La giurisprudenza dell’Autorità è, in questa prospettiva, la prova di tale “presenza” a presidio dei diritti fondamentali in settori svariati.
Sin dai primi tentativi di applicazione delle tecnologie d’intelligenza artificiale ai trattamenti di dati personali, il Garante ha compreso il rischio rappresentato dall’esposizione delle persone fisiche (e delle loro vite) a processi di decisione automatizzata basati sulla lettura e l’elaborazione algoritmica di dati, ma anche di meta-dati. Già nella vigenza del Codice pre-novella del 2018 il Garante si era espresso su trattamenti di analisi comportamentale degli utenti di siti commerciali in base alle loro modalità di navigazione online, così come aveva bocciato un sistema di rating reputazionale che, attraverso un processo di data scraping in Rete, attribuiva punteggi e stilava classifiche dei soggetti interessati[3]. Come pure aveva vietato un sistema di lettura biometrica che, montato su totem pubblicitari, registrava sesso, range di età, distanza dal monitor e tempo di permanenza dinanzi ad esso dei passanti che s’imbattevano o s’intrattenevano a guardare uno degli spot proiettati, in modo da calcolare la fascia d’età, il sesso, il grado di attenzione e persino la stima dell’espressione facciale mostrata da differenti target commerciali rispetto ai vari prodotti pubblicizzati[4].
Di fatto il Garante stava già consacrando il principio che di lì a poco sarebbe stato enunciato a chiare lettere dall’art. 22 del GDPR, ovvero il diritto dell’interessato a non essere soggetto ad una decisione basata unicamente su di un trattamento automatizzato, compresa la profilazione, che abbia il potere di produrre effetti giuridicamente rilevanti o, comunque, parimenti significativi sulla sua sfera di vita (si pensi alla concessione di un mutuo, alla definizione di una polizza assicurativa, ad una diagnosi clinica).

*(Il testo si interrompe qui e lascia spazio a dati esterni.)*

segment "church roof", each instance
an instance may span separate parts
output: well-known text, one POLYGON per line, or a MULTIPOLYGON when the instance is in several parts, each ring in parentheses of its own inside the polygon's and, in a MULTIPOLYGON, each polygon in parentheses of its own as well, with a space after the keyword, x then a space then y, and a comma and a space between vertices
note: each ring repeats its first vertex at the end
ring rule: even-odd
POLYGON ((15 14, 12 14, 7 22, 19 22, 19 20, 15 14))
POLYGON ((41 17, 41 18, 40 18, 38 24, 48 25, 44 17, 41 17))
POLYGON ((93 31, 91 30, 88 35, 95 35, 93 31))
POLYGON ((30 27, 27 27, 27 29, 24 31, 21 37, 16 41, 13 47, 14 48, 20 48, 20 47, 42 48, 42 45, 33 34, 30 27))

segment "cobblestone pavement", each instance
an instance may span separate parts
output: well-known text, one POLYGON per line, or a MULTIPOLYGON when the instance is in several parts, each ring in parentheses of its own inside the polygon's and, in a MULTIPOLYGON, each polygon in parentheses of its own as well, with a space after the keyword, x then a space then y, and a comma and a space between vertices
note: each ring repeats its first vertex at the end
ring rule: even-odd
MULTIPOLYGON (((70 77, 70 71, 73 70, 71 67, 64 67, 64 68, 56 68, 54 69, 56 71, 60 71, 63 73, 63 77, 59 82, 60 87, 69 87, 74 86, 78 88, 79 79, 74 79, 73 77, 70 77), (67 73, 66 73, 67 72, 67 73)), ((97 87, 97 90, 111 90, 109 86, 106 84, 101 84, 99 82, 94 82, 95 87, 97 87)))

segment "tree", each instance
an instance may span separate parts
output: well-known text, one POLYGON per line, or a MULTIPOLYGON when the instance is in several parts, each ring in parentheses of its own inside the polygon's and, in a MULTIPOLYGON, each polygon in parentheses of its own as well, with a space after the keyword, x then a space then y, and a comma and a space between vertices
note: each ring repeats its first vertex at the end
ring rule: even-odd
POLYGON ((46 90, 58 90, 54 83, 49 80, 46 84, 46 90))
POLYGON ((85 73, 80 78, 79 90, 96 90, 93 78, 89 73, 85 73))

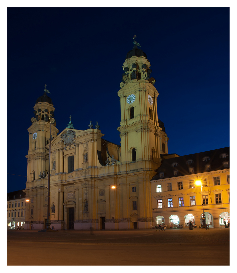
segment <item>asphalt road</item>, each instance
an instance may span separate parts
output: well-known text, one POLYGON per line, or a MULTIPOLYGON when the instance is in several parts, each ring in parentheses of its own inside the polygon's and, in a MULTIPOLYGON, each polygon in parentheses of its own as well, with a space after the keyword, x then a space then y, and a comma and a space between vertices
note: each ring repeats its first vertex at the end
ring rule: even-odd
POLYGON ((8 265, 228 265, 229 231, 8 231, 8 265))

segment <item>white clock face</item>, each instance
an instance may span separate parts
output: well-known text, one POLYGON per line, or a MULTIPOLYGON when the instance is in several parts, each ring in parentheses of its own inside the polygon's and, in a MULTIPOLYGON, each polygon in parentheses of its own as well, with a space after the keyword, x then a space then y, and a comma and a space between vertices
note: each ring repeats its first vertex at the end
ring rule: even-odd
POLYGON ((148 102, 150 104, 153 104, 153 100, 152 99, 152 98, 149 95, 148 95, 148 102))
POLYGON ((37 133, 34 133, 33 134, 33 136, 32 137, 34 139, 35 139, 37 137, 37 133))
POLYGON ((127 102, 128 103, 132 103, 135 100, 136 96, 135 95, 130 95, 127 98, 127 102))

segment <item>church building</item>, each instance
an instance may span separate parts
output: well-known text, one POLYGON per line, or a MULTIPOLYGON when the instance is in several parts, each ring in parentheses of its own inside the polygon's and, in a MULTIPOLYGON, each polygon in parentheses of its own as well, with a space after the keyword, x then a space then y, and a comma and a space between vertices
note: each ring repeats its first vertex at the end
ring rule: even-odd
POLYGON ((167 154, 169 138, 158 118, 159 94, 150 62, 135 40, 134 44, 118 93, 120 145, 103 139, 98 124, 92 128, 91 123, 83 130, 70 121, 59 132, 46 86, 37 99, 28 129, 24 191, 31 201, 25 229, 46 227, 48 206, 51 227, 58 230, 149 229, 155 224, 150 180, 161 157, 175 155, 167 154))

Il Garante vigila sulla tutela dei diritti e delle libertà dei cittadini anche quando il titolare del trattamento che ricorre all’utilizzo dell’AI sia un soggetto pubblico. Si pensi ai pareri resi sul c.d. Redditometro, alle sperimentazioni di incrocio di banche dati tributarie a fini anti-evasione[5], alla sanzione comminata per l’utilizzo da parte dell’INPS di un software di data mining al fine di attribuire uno score di credibilità al certificato medico presentato dal lavoratore[6].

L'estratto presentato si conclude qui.